Regulators in the U.S. have been steadfast in blocking spot cryptocurrency ETFs domestically despite their prevalence in European exchanges. That hasn’t stopped Swiss crypto ETF issuer 21Shares from hiring Kayle Watson from a nearly eight-year stint at BlackRock to become its new head of sales, or from hiring two more staffers to build out its U.S. presence.
ETF.com caught up with Watson to talk about the firm’s strategy in the U.S. despite the regulatory walls. This interview has been edited for clarity and brevity.

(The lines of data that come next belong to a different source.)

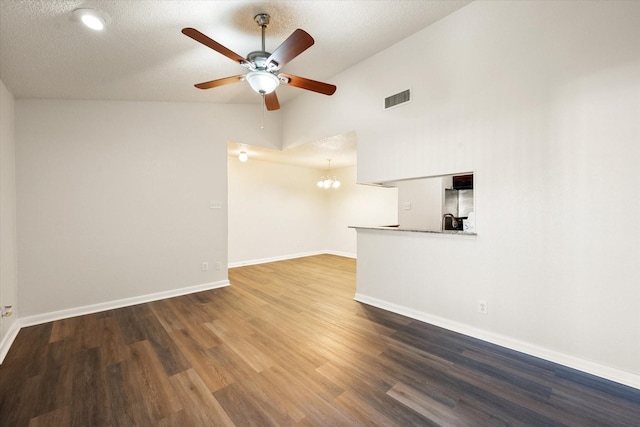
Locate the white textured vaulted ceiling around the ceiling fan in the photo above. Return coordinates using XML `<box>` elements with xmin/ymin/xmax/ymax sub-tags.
<box><xmin>0</xmin><ymin>0</ymin><xmax>469</xmax><ymax>167</ymax></box>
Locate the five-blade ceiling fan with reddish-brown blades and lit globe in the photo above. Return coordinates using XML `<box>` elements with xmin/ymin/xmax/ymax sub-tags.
<box><xmin>182</xmin><ymin>13</ymin><xmax>336</xmax><ymax>111</ymax></box>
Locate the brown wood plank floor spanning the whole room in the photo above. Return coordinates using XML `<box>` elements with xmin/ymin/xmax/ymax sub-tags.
<box><xmin>0</xmin><ymin>255</ymin><xmax>640</xmax><ymax>427</ymax></box>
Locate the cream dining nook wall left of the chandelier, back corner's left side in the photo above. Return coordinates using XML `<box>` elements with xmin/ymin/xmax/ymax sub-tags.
<box><xmin>228</xmin><ymin>156</ymin><xmax>327</xmax><ymax>267</ymax></box>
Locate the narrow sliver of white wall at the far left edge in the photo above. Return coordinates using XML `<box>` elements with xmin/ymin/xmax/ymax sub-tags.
<box><xmin>0</xmin><ymin>81</ymin><xmax>18</xmax><ymax>362</ymax></box>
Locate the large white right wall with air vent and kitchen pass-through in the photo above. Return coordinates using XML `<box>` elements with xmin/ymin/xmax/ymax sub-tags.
<box><xmin>283</xmin><ymin>1</ymin><xmax>640</xmax><ymax>387</ymax></box>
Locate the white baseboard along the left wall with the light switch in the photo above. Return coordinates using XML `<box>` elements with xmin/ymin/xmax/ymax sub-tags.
<box><xmin>20</xmin><ymin>280</ymin><xmax>229</xmax><ymax>327</ymax></box>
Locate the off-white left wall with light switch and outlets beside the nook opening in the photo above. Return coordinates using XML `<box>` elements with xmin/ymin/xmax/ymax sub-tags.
<box><xmin>16</xmin><ymin>100</ymin><xmax>280</xmax><ymax>319</ymax></box>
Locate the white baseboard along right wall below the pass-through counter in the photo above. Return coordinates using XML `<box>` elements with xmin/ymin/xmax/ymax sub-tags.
<box><xmin>353</xmin><ymin>293</ymin><xmax>640</xmax><ymax>389</ymax></box>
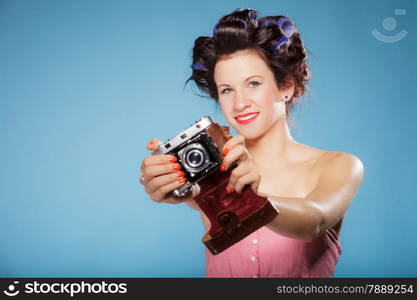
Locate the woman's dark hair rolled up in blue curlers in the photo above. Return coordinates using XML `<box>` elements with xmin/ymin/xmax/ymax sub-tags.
<box><xmin>186</xmin><ymin>9</ymin><xmax>310</xmax><ymax>113</ymax></box>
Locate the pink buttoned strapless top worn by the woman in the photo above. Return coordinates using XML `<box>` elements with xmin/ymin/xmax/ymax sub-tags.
<box><xmin>206</xmin><ymin>227</ymin><xmax>342</xmax><ymax>278</ymax></box>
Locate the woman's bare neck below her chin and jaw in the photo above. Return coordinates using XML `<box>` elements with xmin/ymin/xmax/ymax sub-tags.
<box><xmin>245</xmin><ymin>117</ymin><xmax>295</xmax><ymax>167</ymax></box>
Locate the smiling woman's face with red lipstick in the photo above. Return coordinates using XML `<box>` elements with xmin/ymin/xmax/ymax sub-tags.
<box><xmin>214</xmin><ymin>51</ymin><xmax>285</xmax><ymax>139</ymax></box>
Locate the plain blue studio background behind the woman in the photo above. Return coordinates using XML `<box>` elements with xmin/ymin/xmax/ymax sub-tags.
<box><xmin>0</xmin><ymin>0</ymin><xmax>417</xmax><ymax>277</ymax></box>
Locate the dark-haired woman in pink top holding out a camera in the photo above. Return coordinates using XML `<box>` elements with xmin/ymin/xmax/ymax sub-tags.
<box><xmin>140</xmin><ymin>9</ymin><xmax>364</xmax><ymax>277</ymax></box>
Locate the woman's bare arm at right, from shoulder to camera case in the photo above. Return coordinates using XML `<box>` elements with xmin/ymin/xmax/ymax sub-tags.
<box><xmin>265</xmin><ymin>152</ymin><xmax>364</xmax><ymax>241</ymax></box>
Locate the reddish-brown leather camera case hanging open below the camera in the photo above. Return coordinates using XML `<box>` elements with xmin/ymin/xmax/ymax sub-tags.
<box><xmin>194</xmin><ymin>123</ymin><xmax>278</xmax><ymax>255</ymax></box>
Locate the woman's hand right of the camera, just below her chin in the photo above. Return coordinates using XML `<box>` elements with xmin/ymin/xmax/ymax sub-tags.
<box><xmin>220</xmin><ymin>135</ymin><xmax>261</xmax><ymax>194</ymax></box>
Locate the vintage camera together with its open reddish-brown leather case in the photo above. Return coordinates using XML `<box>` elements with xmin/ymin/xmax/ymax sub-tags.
<box><xmin>154</xmin><ymin>116</ymin><xmax>279</xmax><ymax>254</ymax></box>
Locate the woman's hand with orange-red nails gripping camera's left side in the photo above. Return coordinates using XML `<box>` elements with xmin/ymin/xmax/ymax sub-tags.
<box><xmin>139</xmin><ymin>138</ymin><xmax>199</xmax><ymax>204</ymax></box>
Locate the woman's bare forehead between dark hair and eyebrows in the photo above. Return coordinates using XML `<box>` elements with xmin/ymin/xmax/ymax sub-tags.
<box><xmin>214</xmin><ymin>50</ymin><xmax>272</xmax><ymax>84</ymax></box>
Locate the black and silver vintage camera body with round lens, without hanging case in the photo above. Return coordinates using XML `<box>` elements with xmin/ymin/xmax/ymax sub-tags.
<box><xmin>154</xmin><ymin>116</ymin><xmax>228</xmax><ymax>198</ymax></box>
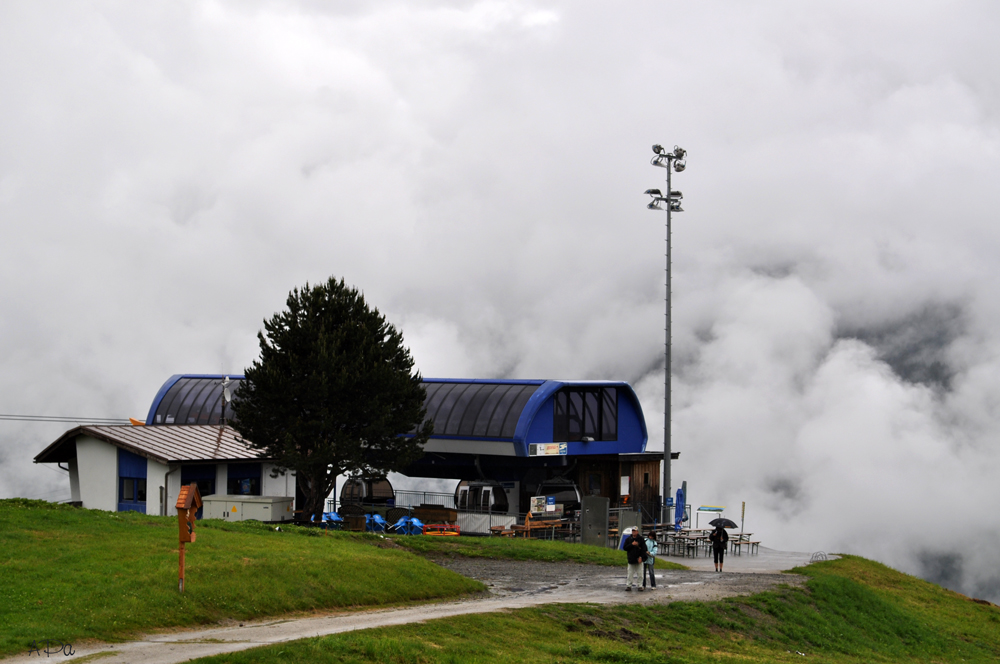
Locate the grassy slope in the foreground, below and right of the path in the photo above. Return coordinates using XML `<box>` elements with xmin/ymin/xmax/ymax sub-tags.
<box><xmin>186</xmin><ymin>556</ymin><xmax>1000</xmax><ymax>664</ymax></box>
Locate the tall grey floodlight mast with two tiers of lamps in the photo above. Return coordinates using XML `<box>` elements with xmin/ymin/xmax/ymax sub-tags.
<box><xmin>646</xmin><ymin>145</ymin><xmax>687</xmax><ymax>524</ymax></box>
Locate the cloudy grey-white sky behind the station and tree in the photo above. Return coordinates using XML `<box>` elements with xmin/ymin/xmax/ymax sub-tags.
<box><xmin>0</xmin><ymin>0</ymin><xmax>1000</xmax><ymax>601</ymax></box>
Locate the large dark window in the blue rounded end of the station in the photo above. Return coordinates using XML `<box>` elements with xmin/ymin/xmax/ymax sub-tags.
<box><xmin>552</xmin><ymin>387</ymin><xmax>618</xmax><ymax>442</ymax></box>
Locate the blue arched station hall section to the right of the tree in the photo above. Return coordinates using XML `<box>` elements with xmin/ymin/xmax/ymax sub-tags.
<box><xmin>403</xmin><ymin>378</ymin><xmax>662</xmax><ymax>515</ymax></box>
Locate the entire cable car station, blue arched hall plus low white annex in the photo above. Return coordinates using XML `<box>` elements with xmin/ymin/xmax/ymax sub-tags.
<box><xmin>35</xmin><ymin>375</ymin><xmax>662</xmax><ymax>516</ymax></box>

[Editor’s Note: 21Shares is a portfolio company of ETFS Capital, the parent company of ETF.com.]
ETF.com: What enticed you to take this job, to go from the biggest ETF issuer in the world to a relative startup?
Watson: I had a fantastic career there, really enjoyed what I was doing. The reason I was brought in [was that] I looked at the opportunity to go to 21Shares, which in the United States is not known—I would say, yet—but outside the U.S., it’s the largest provider of crypto-backed ETPs. I leapt at the opportunity because of what I saw—the increasing momentum in the United States for traditional investors, and also investors across the landscape, to engage with crypto, to look at crypto as an emerging asset class.
ETF.com: You mention this momentum for crypto in traditional investment vehicles in the U.S. We do have the bitcoin futures ETFs, but at the moment, the SEC seems intent on not allowing any kind of spot cryptocurrency to be used as the basis of an ETF. What’s the strategy right now for 21Shares as it tries to get a foothold in the U.S.?
Watson: I can't speak for the regulators. I've learned over my career never to even go down that path. The great thing is, you see from the momentum of [the recent] announcement with BlackRock [reportedly planning to offer crypto trading through its Aladdin platform], what you've seen from other investors like Ray Dalio of Bridgewater talking about crypto as an emerging asset class. I do think over time we’ll see that momentum continue. It's there for a reason.
On 21Shares' side, [co-founders Ophelia Snyder and Hany Rashwan’s vision] was to have 21Shares be a provider of the most innovative physically backed crypto ETPs and indexes and investment solutions, just like we have in Europe. We can't do that yet in the U.S.
Our client outreach began this week, and the effort is to build our brand, make clients aware of who 21Shares is. We have among the best research products out there, and we’re looking to have maybe some private kind of investments for clients.
We're just going to continue to build the brand, get our name out there. I can't speak for what's going to come down from the regulators, but we're hopeful.
ETF.com: Several issuers from VanEck to Global X to Fidelity are getting in line to try and be the first to market in the U.S. for a spot product. Where do you think that 21Shares falls in that lineup?
Watson: I would put 21Shares up with those for the mere fact of the depth of our research product and the fact that when we talk to clients now, we say we're crypto-native, which means we have an expertise in the cryptocurrency, in the blockchain and we’re research-driven.
I looked at a lot of research out there—there's a lot of good research—but I would put ours, if not at the top, among the top few. Our research has been in crypto for eight years. When we work with clients I like to say we qualify an investor and we expose them and educate them, and eventually investors will allocate. We have the chance to build our brand with that top research.
So I think even as a small startup in the U.S.—with the largest product suite globally—we can get in there and have a product and stand side by side with the big players.
ETF.com: As 21Shares is making this push into the U.S. to create relationships with clients, is the firm considering launching something adjacent to spot crypto ETFs in the U.S. in the coming months, like a bitcoin futures ETF or an equity ETF of companies that are heavily involved in blockchain technology?
Watson: I'm not sure if I'm allowed to talk about the coming products that we're going to launch. I think we’re looking at anything in the space and want to be there when we're allowed to launch products. We could certainly go out and launch an ETF that's an equity-based product; there are a lot of people already doing that. We're going to look at what the options are and be ready to launch products as soon as we can.
Another advantage I think we have, is that we have a strategic partnership with ARK. And in fact, Cathie Wood is a great ally and sits on our board, and I think that's a huge testament that will help us when people are allowed to issue products.